Okay, the second slide holder is in. Lights off, here we go (chick-chook):
Palaces aren’t the only buildings that were dripping with gilding and marble in the Baroque. This is the Abbey Church of Fürstenfeld, outside of Munich, which was one of the strongholds of the Counter Reformation. They pulled out all the stops to convince the people that the Catholic church was worth sticking with. Speaking of pulling out all the stops, we got to hear an organ concert here – it was fantastic.
Yes, that’s a dead guy. A 1900-year-old dead guy, to be precise – St. Hyacinth, who starved to death at the age of 12 around the year 100 AD because he refused to eat meat that had been sacrificed to idols. You can tell that his weight loss program was effective. But at least he got impressive duds out of the deal, even if it was a millennium or two after the fact.

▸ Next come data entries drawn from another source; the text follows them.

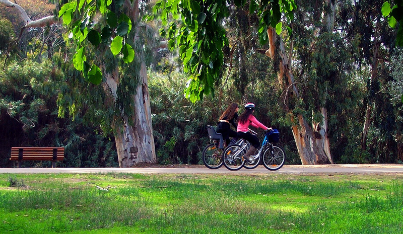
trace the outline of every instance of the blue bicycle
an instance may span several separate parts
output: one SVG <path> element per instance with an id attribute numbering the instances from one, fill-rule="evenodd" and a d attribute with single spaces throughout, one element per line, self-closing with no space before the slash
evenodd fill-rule
<path id="1" fill-rule="evenodd" d="M 286 153 L 282 147 L 275 144 L 279 140 L 279 131 L 277 129 L 266 130 L 263 135 L 262 146 L 256 155 L 251 155 L 254 159 L 252 162 L 247 162 L 243 158 L 249 148 L 249 144 L 231 144 L 225 148 L 223 152 L 222 162 L 224 166 L 231 171 L 238 170 L 243 167 L 253 169 L 256 168 L 261 161 L 264 167 L 271 171 L 281 168 L 286 161 Z"/>

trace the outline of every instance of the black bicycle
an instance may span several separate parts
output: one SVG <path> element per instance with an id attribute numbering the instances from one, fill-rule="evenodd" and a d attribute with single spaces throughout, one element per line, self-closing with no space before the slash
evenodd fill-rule
<path id="1" fill-rule="evenodd" d="M 224 166 L 231 171 L 238 170 L 242 167 L 253 169 L 259 165 L 261 160 L 263 165 L 268 170 L 276 171 L 281 168 L 286 162 L 286 153 L 282 147 L 275 144 L 280 138 L 279 131 L 266 130 L 263 135 L 262 146 L 256 155 L 251 155 L 254 159 L 252 162 L 247 162 L 243 158 L 250 147 L 249 144 L 231 144 L 225 148 L 223 153 L 222 162 Z"/>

Munich has several world famous art museums. I took the time out to visit the Neue Pinakothek, which holds a selection of 19th-century art – well, from the late 18th century to the early 20th. I was thrilled to find that there were several pieces by Angelica Kauffmann – for example, this, her most famous self-portrait. She’s got to be awesome with a name like that, no?
Moritz von Schwind, “The Fairy Tale of Cinderella”. Probably my most favourite piece in the whole collection… (sorry, Vincent van Gogh).
Cinderella tries on the shoe.
One of the labels in the frame.
Fernand Khnopff, “I Close the Door Upon Myself”. There’s something about this chick’s eyes that I find kind of creepy, in a rather awesome way.
Klimt, “Margaret Stoneborough-Wittgenstein”. My favourite of all the famous pieces there.
A German supper: at least three different kinds of bread, cheeses, meats, tomatoes, stuffed peppers… I miss it. Can I go back?